Any truck that is hauling beets at harvest is required to have this sticker. It must be located so it is visible to the weighmaster when the truck is approaching the scale. You will receive these from your agriculturist.

Truck ID Forms

Minnesota growers are required to provide their contract #, truck #, license # of the truck, grower unit and the # of axles on the truck to the ag department before they can receive their hauler ID cards. This information is then made available to their respective states if requested. The ag office coordinator must have this information before you are allowed to haul. North Dakota growers may have to provide this information in the future.


Excess acres over those allowed by contract must be destroyed prior to receiving hauler ID cards. Compliance must be verified by your agriculturist.
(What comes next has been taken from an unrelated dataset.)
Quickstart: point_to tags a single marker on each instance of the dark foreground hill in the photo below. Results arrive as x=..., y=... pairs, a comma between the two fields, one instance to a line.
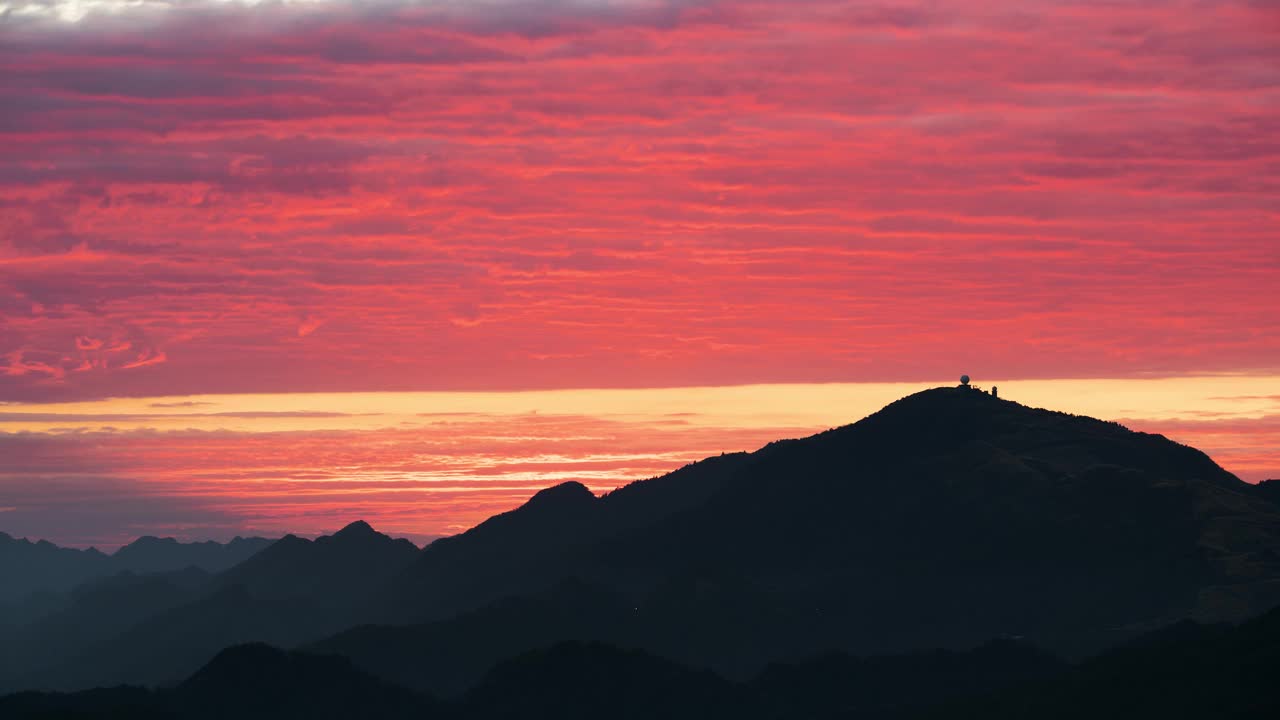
x=946, y=519
x=1183, y=671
The state DOT’s and law enforcement have the right to be on shareholder property to check for compliance with diesel fuel for agricultural use regulations.

Truck Specifications

Guidelines have been established specifying requirements for: axle length; truck height, length and width; unloading time; maximum end-gate opening and truck clearance. The specific information is available from your agriculturist. For the safety and efficiency of harvest, these items will be enforced.


Pets are not allowed anywhere on company property, including inside of a vehicle.
Smoking is not allowed in any American Crystal Sugar Company Building.

Driver Training

Let your agriculturist and piling site foreman know of truck driver training needs you might have. They can help plan training for new drivers to make the harvest go smoother and safer for all.